It is a special sake, Junmai Daiginjo type, characterized by a beautiful and elegant aroma and a rich taste.
Slowly breaking down the rice into mashed moromi (water, rice, malted rice), paying special attention to temperature control and slowly fermenting it with long-term low temperature, sweetness, umami and acidity are perfectly balanced.
Moromi's puree is put in hanging bags for filtration (Shizuku-shibori), then the sake is received in a special 18 liter bottle (Tobin-gakoi), and aged for 3 years in the bottle.
At the end of these 3 years, the sake obtained is put in a barrel (Komodaru) used for special events in Japan.
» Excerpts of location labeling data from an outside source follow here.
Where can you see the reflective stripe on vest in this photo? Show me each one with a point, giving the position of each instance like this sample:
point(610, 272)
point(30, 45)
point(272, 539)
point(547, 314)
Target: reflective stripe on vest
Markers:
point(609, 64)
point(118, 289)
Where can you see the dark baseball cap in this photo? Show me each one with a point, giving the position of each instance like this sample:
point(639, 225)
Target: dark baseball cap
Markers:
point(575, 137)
This soft and light sake, with an elegant scent reminiscent of Japanese melon, with a rich and slightly sweet palate reminiscent of ripe persimmon, is recommended to accompany raw oysters and red snapper carpaccio, scallops or obsiblue shrimp carpaccio , sea bream sashimi ... It will also surprise you with a good Iberico acorn-fed ham, a creamy bottarga, a tuna mojama.
For dessert, it will accompany roasted pineapple, flambéed bananas, chocolate tart, a pan-fried apple in butter, dried or baked figs, pan-fried or baked raw rippened apricots.